My homeland, Latvia, is as pure a peasantry as you’ll find anywhere.  The culture, the very language, exists only because the lords and saviors who plagued us over the centuries didn’t think it worth extinguishing.  Typically, when Latvia gets praise, as it recently did from the IMF for being a model of the kind of austerity Europe needs to pull out of the recession, it’s for taking its flogging well, without causing trouble.  All the more disheartening, then, to learn that the flogging was not only unnecessary, but only made things worse after all: the theory behind all the demands for economic austerity has just been shown to be based on flawed data.

Suckered again.

6 thoughts on “Peasants

  1. The peasant…wow! That is such an abandoned word/concept; we’ve hidden it away with the idiot in the attic. But peasant energy is real, and you’re right about it being misunderstood. In my grandmother’s entry documents to Canada, she was labeled “peasant’s daughter”, and the term fell under “2nd class citizen” in the Immigration standards of the time. Fact was, her family owned and worked their land; she came from centuries of stolid self-sufficiency. Pre-Lutheran, they were “heathen”.

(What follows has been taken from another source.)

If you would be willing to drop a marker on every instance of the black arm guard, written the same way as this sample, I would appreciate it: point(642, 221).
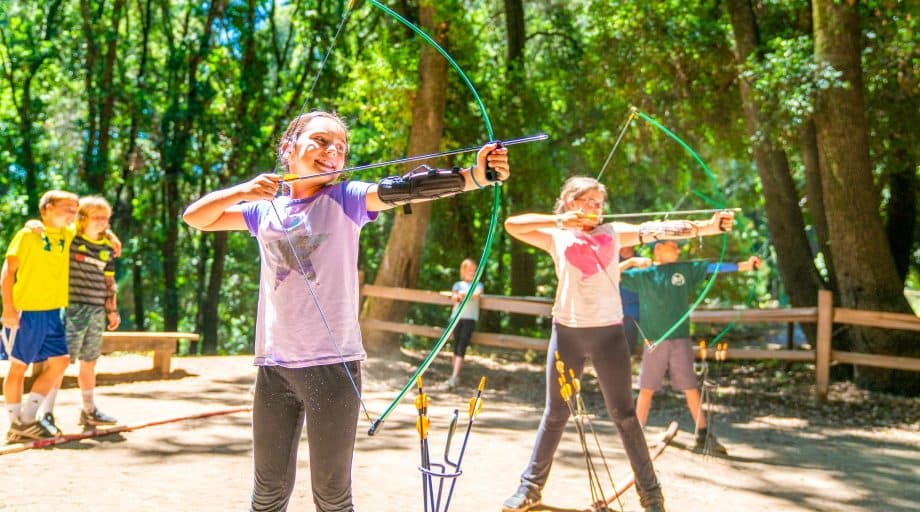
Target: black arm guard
point(421, 184)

    Perhaps, some of us could begin letting go the white liberal guilt of not being indigenous or a visible minority or an oppressed something-or-other, and reclaim proudly what we are. I too am quite happy with peasant blood.

  2. I’ve always considered myself a bit of a pagan, preferring to worship mother nature and her beautiful works. I remember a flight home from Latvia where a Latvian woman gave me a lecture on the evils of our ancestral pagan worship. As for the economy and the austerity… seems we’ve lost a huge % of the population searching for work in the rest of Europe… our best and brightest.

    • Maybe not our best and brightest, Gunta, maybe just our most impatient. I say “our,” of course, with all the helpless irony of the exile’s child. I was born in the DP camp in Germany after the war. Permanent foreigner. Just what the world needs.